Les émissions sonores produites par les mammifères aquatiques sont extrêmement variées et couvrent une partie du spectre acoustique allant bien au-delà de l’audition humaine [3]. Ainsi, les plus grands rorquals (baleine bleue, rorqual commun…) peuvent produire des infrasons très intenses, durant jusqu’à quelques dizaines de secondes. Ces émissions, dont la fréquence est de l’ordre de la dizaine d’Hertz, sont parmi les plus fortes du monde animal : elles atteignent 190 dB (référence 1µPa) à un mètre (soit le niveau d’un gros navire commercial à vitesse moyenne). L’intensité de ces sons permet aux grands mammifères marins de communiquer sur des distances de plusieurs dizaines de kilomètres. A l’opposé, les marsouins et dauphins de rivières émettent des ultrasons brefs et répétés, appelés des « clics », qui peuvent atteindre des fréquences extrêmement hautes, de plusieurs centaines de kHz.

Entre ces deux extrêmes, on trouvera également les sifflements de dauphins (tels ceux du grand dauphin, mais aussi ceux des orques ou des globicéphales) présentant une grande variété, souvent dans des fréquences perceptibles par l’homme (quelques kHz). De même, le répertoire vocal des baleines à bosse a fait d’elles les « stars » de la bioacoustique sous-marine, allant de mugissements profonds à de multiples sons grinçants ou modulés tout à fait remarquables et accessibles à l’oreille humaine.

Vidéo 2. Exemple de sons produits par le grand dauphin (Tursiops truncatus). On reconnaîtra les sifflements, sons aigus, modulés en fréquence (entre 5kHz et 20 kHz), les clics, brefs et large bande (dont seule une partie est ici enregistrée, le reste montant trop haut en fréquence pour l’appareil d’enregistrement), ainsi que des aboiements brefs à basse fréquence (de l’ordre de 1 kHz).

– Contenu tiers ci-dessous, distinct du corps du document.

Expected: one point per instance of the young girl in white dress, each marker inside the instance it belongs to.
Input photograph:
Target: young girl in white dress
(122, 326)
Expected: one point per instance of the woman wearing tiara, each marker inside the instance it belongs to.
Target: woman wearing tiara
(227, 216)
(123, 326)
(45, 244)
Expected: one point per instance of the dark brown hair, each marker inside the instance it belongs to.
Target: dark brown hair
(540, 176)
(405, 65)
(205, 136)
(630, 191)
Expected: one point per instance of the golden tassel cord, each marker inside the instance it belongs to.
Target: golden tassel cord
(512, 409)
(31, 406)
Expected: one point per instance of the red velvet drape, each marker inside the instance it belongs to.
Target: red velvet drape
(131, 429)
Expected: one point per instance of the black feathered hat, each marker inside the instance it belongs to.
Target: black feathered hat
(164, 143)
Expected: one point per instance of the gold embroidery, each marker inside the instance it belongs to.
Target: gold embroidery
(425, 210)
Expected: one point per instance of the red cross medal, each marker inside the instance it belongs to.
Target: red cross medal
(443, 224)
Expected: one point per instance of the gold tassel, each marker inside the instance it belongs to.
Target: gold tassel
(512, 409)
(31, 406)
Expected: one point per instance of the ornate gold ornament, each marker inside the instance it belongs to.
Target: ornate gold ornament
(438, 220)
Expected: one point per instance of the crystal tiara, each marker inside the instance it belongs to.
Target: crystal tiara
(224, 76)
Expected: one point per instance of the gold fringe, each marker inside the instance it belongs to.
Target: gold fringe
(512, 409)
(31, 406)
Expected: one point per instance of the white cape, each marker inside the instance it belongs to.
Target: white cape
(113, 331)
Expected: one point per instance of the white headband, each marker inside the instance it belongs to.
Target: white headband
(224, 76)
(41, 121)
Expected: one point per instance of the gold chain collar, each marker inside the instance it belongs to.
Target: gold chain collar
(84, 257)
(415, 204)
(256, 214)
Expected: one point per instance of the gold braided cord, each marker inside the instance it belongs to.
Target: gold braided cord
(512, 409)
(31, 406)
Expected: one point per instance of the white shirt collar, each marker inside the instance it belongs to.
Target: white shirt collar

2.3. Fonction biologique de quelques sons particuliers

garnd dauphin
Figure 4. Grand dauphin (Tursiops truncatus). [Source : © Willy Volk, Flickr (CC BY-NC-SA 2.0]
Ces différents sons sont impliqués dans des fonctions biologiques diverses. Par exemple, les « clics » brefs sont une caractéristique partagée par tous les odontocètes (ou cétacés à dents, tels les dauphins, les marsouins, le cachalot ou le groupe peu connu des baleines à dents ou Ziphius). Ils jouent un rôle majeur dans l’orientation de ces animaux, qui sont des chasseurs poursuivant et attrapant leurs proies de façon ciblée et dynamique dans les profondeurs obscures. Ces clics ont la même fonction que ceux des chauves-souris : ils permettent à l’animal de localiser une proie ou un obstacle grâce à l’écho renvoyé. On appelle cette fonction l’écholocalisation (lire Focus L’écholocalisation).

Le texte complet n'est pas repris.